In effect, we've told the matplotlib plotter that we want to start the `y2` values from where each corresponding `y1` value left off, i.e. stack `y2` on top of `y1`.


What happens when the `y1` and `y2` values have _different_ x-values? Something weird...which is why you shouldn't be stacking non-aligning data series: 

In [0]:
x1 = [0, 1, 2, 3, 4]
y1 = [50, 40, 30, 20, 10]
x2 = [ 10, 11, 12, 13, 14]
y2 = [10, 18, 23, 7, 26]
fig, ax = plt.subplots()
ax.bar(x1, y1)
ax.bar(x2, y2, color='orange', bottom=y1)

### 2.5.Plotting categorical data

One more example to show how picky matplotlib is about data structure.

Pretend we have two _things_, e.g. 'apples' and 'orranges', with two corresponding y-values, e.g. `42` and `25`, to represent `42 apples` and `25 oranges`. 

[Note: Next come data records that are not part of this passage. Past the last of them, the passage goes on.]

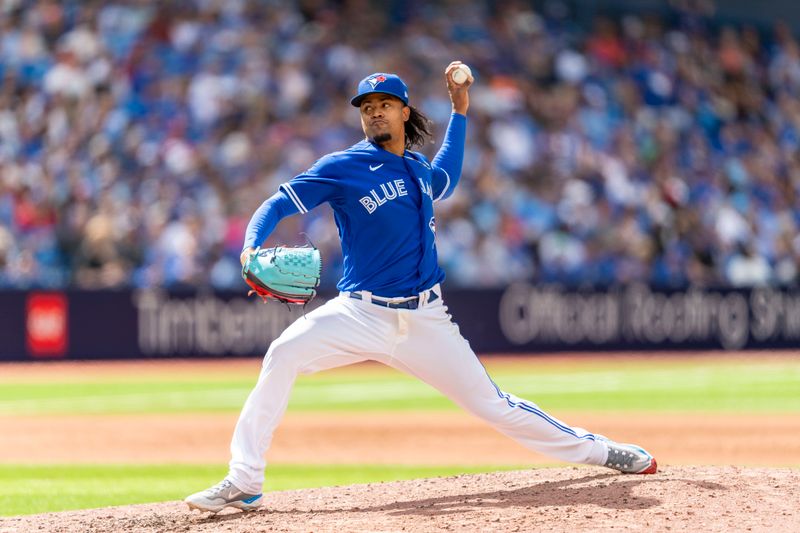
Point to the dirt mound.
(565, 499)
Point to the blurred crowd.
(137, 138)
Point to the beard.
(382, 138)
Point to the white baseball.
(461, 74)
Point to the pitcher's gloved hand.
(289, 275)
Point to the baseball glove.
(289, 275)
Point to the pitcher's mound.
(682, 498)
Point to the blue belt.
(410, 303)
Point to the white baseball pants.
(422, 342)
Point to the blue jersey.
(383, 207)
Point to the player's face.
(383, 118)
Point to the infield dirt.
(679, 498)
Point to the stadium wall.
(523, 318)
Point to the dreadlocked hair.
(418, 129)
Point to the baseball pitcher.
(390, 306)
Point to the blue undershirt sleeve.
(266, 217)
(448, 161)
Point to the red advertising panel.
(46, 324)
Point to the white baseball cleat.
(223, 494)
(629, 458)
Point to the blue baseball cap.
(381, 83)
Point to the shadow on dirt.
(617, 493)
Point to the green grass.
(41, 489)
(682, 386)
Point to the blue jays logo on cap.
(375, 80)
(381, 83)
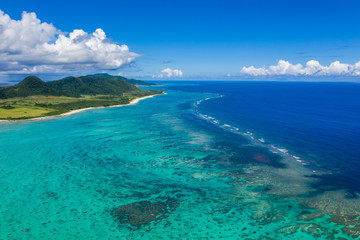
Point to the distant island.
(34, 98)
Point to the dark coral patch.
(144, 212)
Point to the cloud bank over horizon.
(31, 46)
(312, 68)
(168, 72)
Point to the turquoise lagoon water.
(158, 170)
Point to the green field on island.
(33, 98)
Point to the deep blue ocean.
(319, 122)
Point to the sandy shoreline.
(133, 102)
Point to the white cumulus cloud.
(31, 46)
(168, 72)
(312, 68)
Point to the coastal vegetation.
(33, 97)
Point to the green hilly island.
(33, 97)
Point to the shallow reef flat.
(156, 171)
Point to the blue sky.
(210, 39)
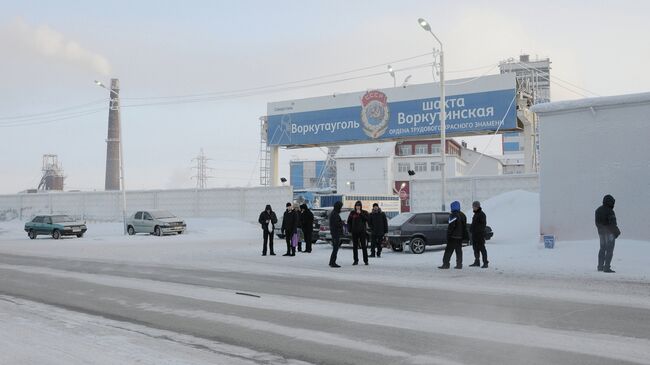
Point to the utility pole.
(201, 170)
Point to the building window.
(421, 149)
(405, 150)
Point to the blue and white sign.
(473, 106)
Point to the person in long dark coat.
(479, 222)
(307, 222)
(267, 220)
(608, 232)
(289, 227)
(357, 221)
(456, 232)
(336, 229)
(378, 228)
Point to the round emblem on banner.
(374, 113)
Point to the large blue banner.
(375, 118)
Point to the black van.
(419, 230)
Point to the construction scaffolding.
(53, 177)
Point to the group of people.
(300, 217)
(357, 222)
(296, 219)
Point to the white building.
(384, 168)
(592, 147)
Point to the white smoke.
(48, 42)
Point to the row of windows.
(417, 166)
(420, 149)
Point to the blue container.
(549, 241)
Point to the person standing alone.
(608, 232)
(479, 223)
(268, 219)
(456, 232)
(336, 229)
(307, 221)
(357, 221)
(289, 227)
(378, 228)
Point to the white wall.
(238, 203)
(371, 175)
(590, 148)
(426, 194)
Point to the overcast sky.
(52, 52)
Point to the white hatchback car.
(158, 222)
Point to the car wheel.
(417, 245)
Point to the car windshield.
(399, 219)
(61, 219)
(162, 214)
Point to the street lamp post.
(115, 103)
(443, 142)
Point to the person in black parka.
(289, 227)
(456, 232)
(307, 221)
(378, 228)
(479, 223)
(336, 229)
(268, 219)
(357, 221)
(608, 232)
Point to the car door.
(147, 222)
(137, 222)
(46, 226)
(421, 223)
(440, 228)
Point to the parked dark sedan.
(55, 226)
(418, 230)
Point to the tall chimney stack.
(113, 139)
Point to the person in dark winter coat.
(378, 228)
(608, 232)
(289, 227)
(267, 220)
(336, 229)
(357, 221)
(307, 221)
(479, 222)
(456, 232)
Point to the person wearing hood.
(336, 229)
(608, 232)
(289, 227)
(378, 228)
(357, 221)
(268, 219)
(307, 221)
(479, 223)
(456, 232)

Unfortunately, we can't plot the __categories__ of `apples` and `oranges` along the x-axis so easily:


```py
xvals - ['apples', 'oranges']
yvals = [42, 25]
fig, ax = plt.subplots()
ax.bar(xvals, yvals)
```

We get this arcane error:

```
---------------------------------------------------------------------------
TypeError                                 Traceback (most recent call last)
<ipython-input-51-368b1dcacfa1> in <module>()
----> 1 xvals - ['apples', 'oranges']
      2 yvals = [42, 25]
      3 fig, ax = plt.subplots()
      4 ax.bar(xvals, yvals)

TypeError: unsupported operand type(s) for -: 'list' and 'list'
```

Basically, matplotlib won't deal with anything but numerical values -- integers, floats, or datetimes -- when plotting a chart. It just simply doesn't know where `apples` and `oranges` -- which we refer to as __categorical__ (as opposed to _continuous_) values -- should be positioned along the x-axis. 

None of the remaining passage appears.